Open zonca opened 1 year ago
Karl Kosack [karl.kosack@cea.fr](mailto:karl.kosack@cea.fr) and Maximilian Nöthe [maximilian.noethe@tu-dortmund.de](mailto:maximilian.noethe@tu-dortmund.de) are ctapipe developers (https://ctapipe.readthedocs.io/). The file format is called EventIO, documented here. They have a C++ library for it with a Python interface, but wanted to get less implementation-specific. They looked at Kaitai and had misgivings about the lack of built-in support for variable-width integers. I showed them that we can represent variable-width integers in Kaitai, but that was the last I heard from them.
SuperCDMS data file:
https://ncsa.osn.xsede.org/supercdms-data/CDMS/UMN/R68/Raw/07180808_1558/07180808_1558_F0001.mid.gz
@pibion will provide data descriptor
confirm I can access the data:
aws s3 --profile osn ls
s3://supercdms-data/CDMS/UMN/R68/Raw/07180808_1558/07180808_1558_F0001.mid.gz
2023-06-16 03:19:52 48189875 07180808_1558_F0001.mid.gz
@zonca here's the descriptor for v8 of the supercdms format: https://github.com/det-lab/dataReaderWriter/blob/master/kaitai/ksy/scdms_v8.ksy. An example of data that this matches is at https://github.com/det-lab/dataReaderWriter/blob/master/data/51230216_125838_F0001.mid.gz.
The UMN data above is v1, I'm working on a data description for that now.
@pibion do you have docs on how to create a Python interface for this descriptor? do these use awkward arrays?

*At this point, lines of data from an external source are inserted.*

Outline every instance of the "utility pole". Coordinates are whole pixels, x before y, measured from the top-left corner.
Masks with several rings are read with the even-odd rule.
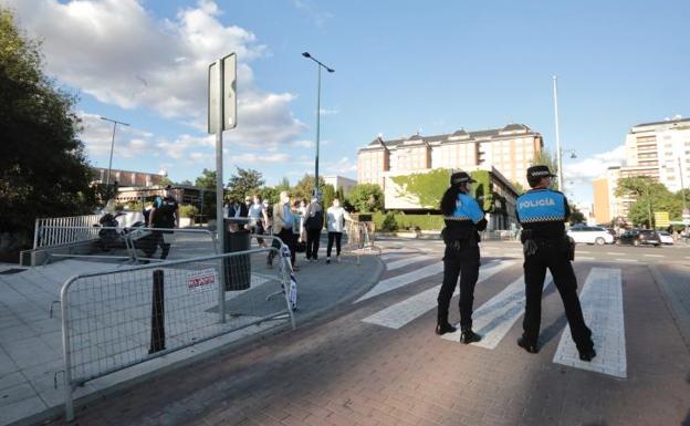
[[[105,190],[106,190],[106,194],[109,194],[111,170],[113,169],[113,149],[115,148],[115,131],[117,129],[118,124],[123,126],[129,126],[129,125],[127,123],[118,122],[117,120],[113,120],[113,118],[101,117],[101,120],[105,120],[106,122],[113,123],[113,138],[111,141],[111,159],[108,162],[108,173],[105,177]]]
[[[561,154],[561,134],[558,129],[558,81],[557,77],[553,76],[554,83],[554,120],[556,124],[556,167],[558,167],[558,190],[565,191],[563,186],[563,164],[562,164],[562,154]]]

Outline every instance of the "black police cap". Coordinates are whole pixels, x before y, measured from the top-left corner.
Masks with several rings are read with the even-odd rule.
[[[527,178],[531,177],[555,177],[553,173],[548,169],[546,165],[536,165],[527,168]]]
[[[450,175],[450,185],[459,185],[459,184],[473,184],[477,180],[472,179],[472,177],[467,172],[456,172]]]

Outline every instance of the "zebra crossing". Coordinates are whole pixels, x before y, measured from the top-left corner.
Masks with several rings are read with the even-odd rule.
[[[385,253],[381,256],[381,260],[386,262],[388,272],[396,272],[406,267],[411,269],[411,271],[391,274],[379,281],[354,303],[363,302],[422,280],[437,284],[369,314],[362,319],[363,322],[398,330],[436,309],[436,299],[443,271],[443,263],[438,256],[433,257],[418,252]],[[483,262],[480,268],[478,283],[488,280],[500,271],[510,270],[511,267],[519,264],[520,261],[516,259]],[[522,276],[522,269],[512,268],[512,270],[519,277],[489,301],[479,308],[475,306],[472,315],[473,329],[482,335],[482,340],[472,343],[472,345],[485,350],[494,350],[518,320],[522,318],[525,303],[524,277]],[[551,285],[553,285],[553,278],[547,272],[544,282],[544,294],[547,294],[546,290]],[[458,293],[459,290],[456,289],[453,295],[458,295]],[[587,273],[579,298],[585,321],[594,332],[593,340],[597,350],[597,356],[592,362],[581,361],[569,328],[564,325],[553,362],[574,368],[625,378],[627,376],[627,362],[621,270],[619,268],[592,268]],[[441,339],[459,343],[460,332],[445,334]]]

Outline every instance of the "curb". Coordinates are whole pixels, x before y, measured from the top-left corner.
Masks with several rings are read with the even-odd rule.
[[[331,312],[331,314],[328,315],[324,315],[322,316],[325,319],[332,319],[334,315],[338,314],[344,306],[342,306],[343,304],[355,300],[357,297],[359,297],[360,294],[364,294],[364,292],[368,291],[374,284],[376,284],[376,282],[378,282],[378,279],[380,278],[380,276],[383,274],[384,270],[385,270],[385,264],[383,262],[383,260],[380,260],[380,258],[378,256],[373,256],[373,258],[375,259],[376,262],[376,267],[373,271],[373,273],[370,274],[370,279],[367,280],[362,288],[364,289],[362,292],[355,293],[355,294],[348,294],[345,295],[338,300],[336,300],[335,302],[333,302],[330,305],[323,306],[316,311],[311,311],[310,313],[305,314],[304,316],[301,318],[295,318],[295,322],[296,328],[294,331],[297,331],[300,329],[304,329],[305,326],[310,325],[311,323],[313,323],[313,321],[318,318],[324,315],[326,312]],[[263,341],[266,337],[270,336],[274,336],[274,335],[279,335],[284,333],[285,331],[293,331],[292,326],[290,324],[290,322],[286,322],[284,324],[278,324],[275,326],[272,326],[270,329],[266,329],[264,331],[261,331],[257,334],[252,334],[250,336],[247,337],[242,337],[239,339],[237,341],[233,342],[229,342],[212,349],[209,349],[207,351],[203,352],[199,352],[196,355],[191,355],[185,360],[180,360],[177,362],[172,362],[166,366],[156,368],[154,371],[144,373],[142,375],[138,375],[136,377],[133,378],[128,378],[126,381],[116,383],[112,386],[108,386],[107,388],[103,388],[100,391],[96,391],[94,393],[91,393],[88,395],[84,395],[82,397],[80,397],[79,399],[74,399],[74,413],[75,413],[75,424],[79,424],[79,415],[80,415],[80,411],[83,411],[85,408],[88,407],[88,405],[93,404],[93,403],[98,403],[103,399],[106,399],[107,397],[113,397],[113,396],[117,396],[123,394],[124,392],[128,391],[130,387],[143,384],[145,382],[148,382],[153,378],[156,378],[158,376],[161,376],[164,374],[184,368],[184,367],[188,367],[191,365],[197,365],[197,364],[201,364],[208,360],[211,360],[213,357],[220,357],[222,355],[226,355],[232,351],[237,351],[237,350],[253,350],[254,345],[258,345],[261,341]],[[216,337],[218,339],[218,337]],[[212,341],[212,340],[211,340]],[[190,346],[194,347],[194,346]],[[58,406],[53,406],[50,408],[46,408],[45,411],[41,412],[41,413],[36,413],[33,415],[30,415],[28,417],[24,417],[22,419],[19,419],[14,423],[11,423],[7,426],[31,426],[31,425],[39,425],[39,424],[46,424],[49,422],[53,422],[59,418],[61,418],[64,415],[64,405],[60,404]]]
[[[663,278],[661,272],[659,272],[657,266],[648,264],[647,268],[649,268],[651,277],[657,284],[657,288],[661,292],[663,302],[671,313],[671,318],[676,323],[678,332],[682,336],[686,349],[688,350],[688,352],[690,352],[690,315],[683,313],[684,309],[680,305],[680,302],[673,297],[673,292],[670,289],[668,281],[666,281],[666,278]]]

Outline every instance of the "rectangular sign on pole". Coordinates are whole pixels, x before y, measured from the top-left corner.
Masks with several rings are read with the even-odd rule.
[[[208,72],[208,133],[218,133],[218,103],[222,108],[221,131],[237,127],[237,55],[230,53],[220,60],[222,84],[218,79],[218,62],[209,65]],[[222,86],[222,95],[220,94]]]

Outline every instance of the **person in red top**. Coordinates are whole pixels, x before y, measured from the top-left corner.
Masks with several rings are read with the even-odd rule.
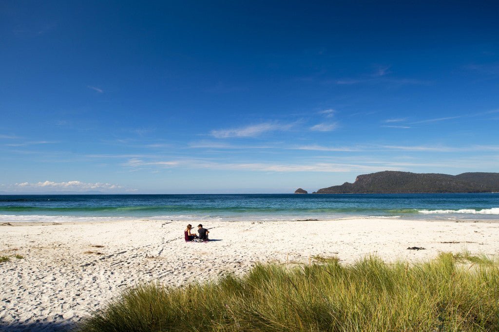
[[[186,241],[192,241],[194,239],[197,239],[198,236],[195,234],[191,233],[191,229],[192,228],[192,225],[189,224],[187,225],[187,228],[186,230],[184,231],[184,237],[185,238]]]

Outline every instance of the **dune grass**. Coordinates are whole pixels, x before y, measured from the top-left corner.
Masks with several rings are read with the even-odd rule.
[[[0,256],[0,263],[4,262],[10,262],[10,259],[8,256]]]
[[[369,257],[344,266],[328,258],[292,269],[257,265],[241,277],[182,288],[144,285],[126,291],[79,329],[499,331],[499,266],[492,260],[463,265],[462,258],[445,253],[429,262],[388,264]]]

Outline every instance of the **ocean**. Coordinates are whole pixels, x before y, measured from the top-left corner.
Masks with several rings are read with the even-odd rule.
[[[0,195],[0,222],[352,217],[499,220],[499,193]]]

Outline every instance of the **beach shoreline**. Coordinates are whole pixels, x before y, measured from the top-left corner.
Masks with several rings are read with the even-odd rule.
[[[128,287],[203,282],[257,263],[306,264],[318,255],[350,264],[369,255],[415,262],[442,252],[499,257],[499,224],[490,220],[203,222],[214,240],[207,243],[185,242],[187,224],[197,224],[192,220],[8,223],[0,226],[0,256],[10,260],[0,263],[0,327],[8,331],[64,331]]]

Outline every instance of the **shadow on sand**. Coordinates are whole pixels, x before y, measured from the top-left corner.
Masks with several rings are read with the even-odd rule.
[[[20,332],[20,331],[30,331],[30,332],[62,332],[66,331],[74,331],[76,327],[74,322],[61,322],[53,323],[52,322],[33,322],[26,323],[8,324],[4,322],[0,322],[0,331],[2,332]]]

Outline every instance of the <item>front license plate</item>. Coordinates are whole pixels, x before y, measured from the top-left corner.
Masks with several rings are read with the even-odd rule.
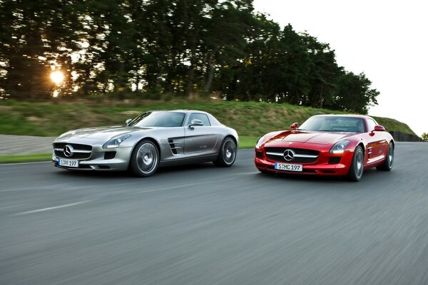
[[[78,167],[78,160],[58,160],[58,164],[60,166],[66,167]]]
[[[303,171],[303,167],[302,165],[291,165],[290,163],[277,163],[275,164],[275,169],[278,170],[285,171]]]

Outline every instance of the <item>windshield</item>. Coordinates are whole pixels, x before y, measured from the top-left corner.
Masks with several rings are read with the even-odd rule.
[[[185,113],[181,112],[146,112],[133,119],[128,125],[135,127],[181,127]]]
[[[299,130],[325,132],[366,132],[364,119],[339,116],[311,117],[302,124]]]

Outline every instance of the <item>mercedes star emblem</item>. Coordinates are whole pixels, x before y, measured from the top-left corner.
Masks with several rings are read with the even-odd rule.
[[[73,155],[73,150],[74,150],[73,149],[73,147],[71,145],[66,145],[63,149],[64,155],[67,157],[71,157]]]

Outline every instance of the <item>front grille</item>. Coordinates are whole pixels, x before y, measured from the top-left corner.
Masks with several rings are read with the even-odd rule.
[[[287,150],[295,152],[294,157],[291,160],[286,160],[284,152]],[[269,160],[287,163],[313,163],[318,159],[320,152],[313,150],[292,147],[265,147],[266,157]]]
[[[73,148],[72,155],[66,156],[64,154],[64,147],[66,145],[70,145]],[[54,144],[54,152],[55,155],[61,158],[68,158],[71,160],[85,160],[86,158],[89,158],[91,151],[92,146],[88,145],[66,142],[56,142]]]
[[[262,152],[256,151],[255,152],[255,157],[257,158],[260,158],[260,159],[263,158],[263,154],[262,153]]]

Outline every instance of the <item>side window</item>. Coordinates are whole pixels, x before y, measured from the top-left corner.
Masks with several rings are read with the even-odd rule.
[[[374,126],[377,124],[373,120],[367,119],[367,126],[369,127],[369,130],[367,130],[369,132],[371,132],[372,130],[374,130]]]
[[[188,125],[189,125],[190,123],[192,120],[195,120],[195,119],[200,120],[202,121],[202,123],[203,123],[203,125],[211,125],[208,115],[206,115],[205,114],[199,114],[197,113],[190,114],[190,115],[189,116],[189,120],[188,120]]]

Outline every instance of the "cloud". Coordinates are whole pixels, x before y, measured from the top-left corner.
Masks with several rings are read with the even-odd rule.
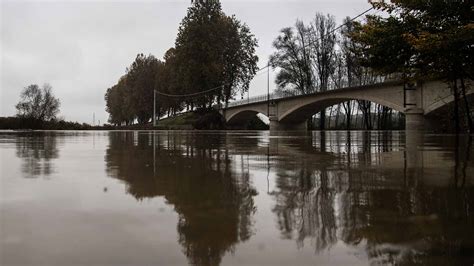
[[[91,122],[95,112],[97,120],[106,121],[105,90],[125,73],[136,54],[161,58],[174,45],[189,3],[2,1],[0,116],[15,114],[23,87],[47,82],[62,102],[61,116]],[[261,66],[272,53],[279,29],[297,18],[309,21],[321,11],[342,21],[368,6],[365,0],[224,0],[222,5],[259,39]],[[266,93],[266,77],[257,77],[250,93]]]

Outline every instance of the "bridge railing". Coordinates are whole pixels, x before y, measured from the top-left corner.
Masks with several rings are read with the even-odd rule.
[[[298,96],[298,95],[303,95],[303,93],[301,93],[298,90],[278,91],[275,93],[271,93],[270,95],[267,95],[267,94],[258,95],[258,96],[249,97],[247,99],[230,102],[228,107],[235,107],[235,106],[246,105],[246,104],[251,104],[251,103],[266,102],[268,100],[271,101],[271,100],[282,99],[282,98]]]

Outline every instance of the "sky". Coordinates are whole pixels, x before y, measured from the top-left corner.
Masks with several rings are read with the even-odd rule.
[[[0,116],[16,114],[22,89],[49,83],[61,101],[59,117],[98,123],[108,119],[104,94],[138,53],[162,58],[174,46],[190,0],[7,1],[0,0]],[[316,12],[337,25],[370,8],[367,0],[221,0],[227,15],[245,22],[259,42],[259,66],[274,52],[280,29]],[[270,71],[270,89],[275,88]],[[267,74],[251,83],[249,96],[265,94]]]

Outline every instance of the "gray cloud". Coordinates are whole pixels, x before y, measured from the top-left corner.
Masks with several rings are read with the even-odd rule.
[[[247,23],[259,40],[264,66],[281,28],[316,12],[340,23],[367,9],[366,0],[222,0],[227,14]],[[125,73],[137,53],[161,58],[174,40],[190,0],[2,1],[0,116],[15,114],[23,87],[50,83],[67,120],[105,122],[104,93]],[[273,81],[273,73],[271,75]],[[271,82],[271,88],[274,88]],[[252,82],[250,96],[266,93],[266,75]]]

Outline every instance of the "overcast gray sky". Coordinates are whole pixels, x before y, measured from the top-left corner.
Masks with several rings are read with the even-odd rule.
[[[174,45],[190,0],[1,1],[0,116],[15,115],[20,91],[49,83],[66,120],[105,122],[104,93],[138,53],[162,58]],[[221,0],[226,14],[247,23],[259,41],[259,66],[272,41],[296,19],[316,12],[336,16],[338,25],[370,7],[367,0]],[[273,73],[271,75],[271,88]],[[250,96],[266,93],[266,75],[255,77]]]

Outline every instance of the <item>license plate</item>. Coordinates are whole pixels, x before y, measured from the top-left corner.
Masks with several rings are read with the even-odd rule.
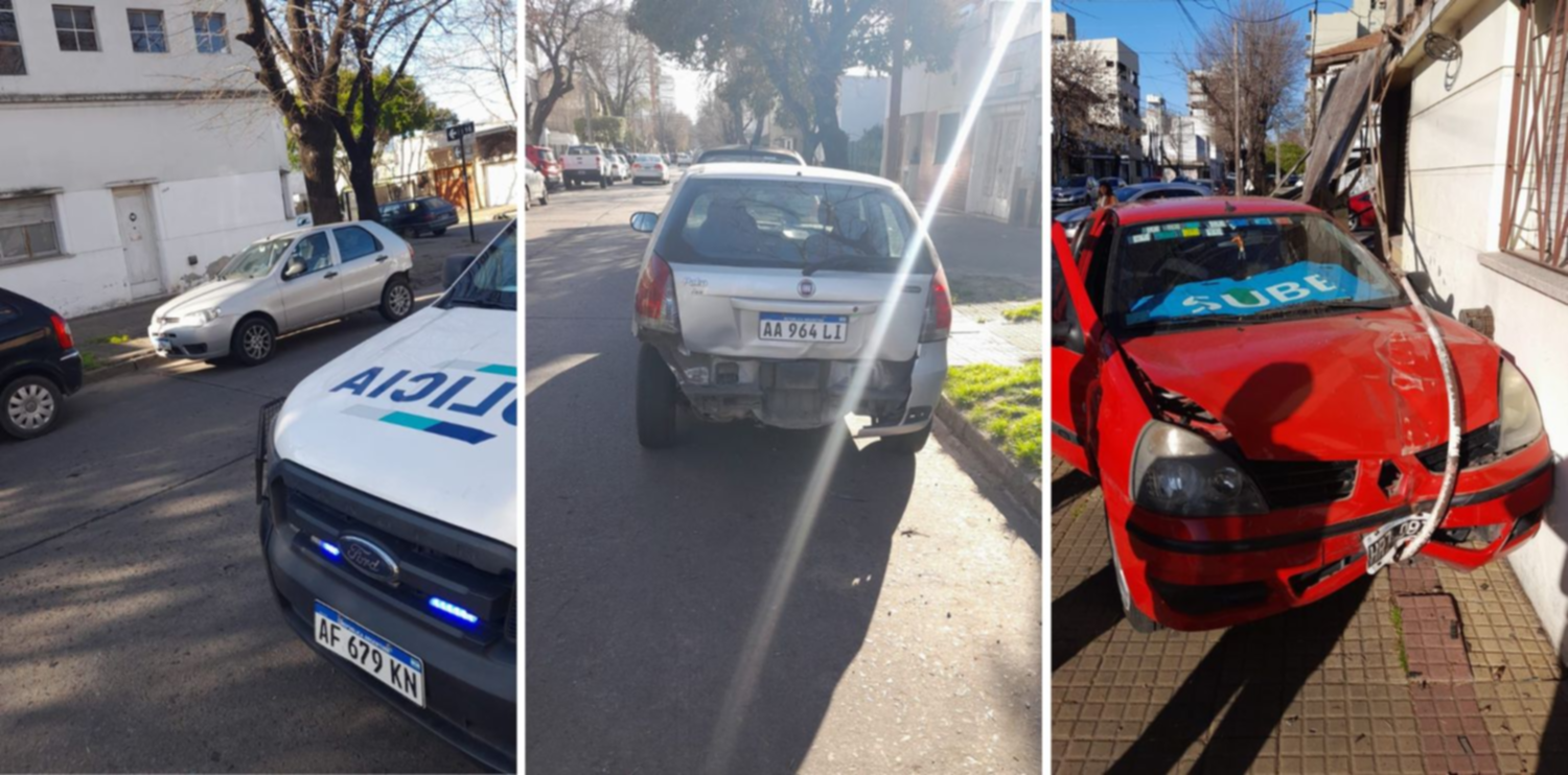
[[[425,662],[320,600],[315,601],[315,642],[376,676],[408,701],[425,706]]]
[[[850,335],[847,315],[781,315],[764,312],[757,321],[757,338],[778,341],[845,341]]]
[[[1394,562],[1399,550],[1421,528],[1421,517],[1405,517],[1361,535],[1361,550],[1367,556],[1367,575],[1377,575]]]

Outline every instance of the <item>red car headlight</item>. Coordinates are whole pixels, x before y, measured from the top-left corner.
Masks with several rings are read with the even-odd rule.
[[[1151,421],[1132,457],[1132,499],[1171,517],[1264,514],[1269,504],[1253,478],[1207,438]]]

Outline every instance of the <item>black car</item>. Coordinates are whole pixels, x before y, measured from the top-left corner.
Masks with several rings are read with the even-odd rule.
[[[721,146],[712,150],[704,150],[702,155],[696,158],[698,164],[712,164],[715,161],[754,161],[764,164],[806,166],[806,160],[793,150],[756,149],[751,146]]]
[[[381,205],[381,225],[403,235],[431,233],[441,236],[456,225],[458,207],[439,196],[422,196]]]
[[[60,424],[64,396],[82,390],[82,354],[55,310],[0,288],[0,429],[34,438]]]

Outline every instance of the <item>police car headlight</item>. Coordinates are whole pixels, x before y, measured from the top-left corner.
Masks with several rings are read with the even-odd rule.
[[[180,326],[205,326],[218,319],[218,315],[223,315],[223,310],[216,307],[201,312],[187,312],[185,315],[180,315]]]
[[[1132,457],[1132,499],[1173,517],[1264,514],[1253,478],[1204,437],[1151,421]]]
[[[1541,406],[1519,368],[1502,359],[1497,369],[1497,415],[1502,423],[1497,449],[1516,452],[1541,437]]]

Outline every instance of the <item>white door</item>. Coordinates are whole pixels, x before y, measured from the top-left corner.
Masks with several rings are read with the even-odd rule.
[[[158,236],[152,229],[147,189],[114,189],[114,214],[119,221],[119,244],[125,249],[130,297],[146,299],[163,293],[163,277],[158,272]]]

@zonca yes, @manasvigoyal has added an awkward-array compiler to Kaitai-Struct, https://github.com/ManasviGoyal/kaitai_struct_compiler, https://github.com/ManasviGoyal/kaitai_awkward_runtime
Her talk on how to use these is at https://github.com/ManasviGoyal/PyHEP-2023-Awkward-Target-for-Kaitai-Struct
ok, I managed to install https://github.com/ManasviGoyal/kaitai_awkward_runtime, and run the example:
awkward_array = kaitai_awkward_runtime.load("data/animal.raw")
@ManasviGoyal how do I load https://github.com/det-lab/dataReaderWriter/blob/master/kaitai/ksy/scdms_v8.ksy or the dataset instead?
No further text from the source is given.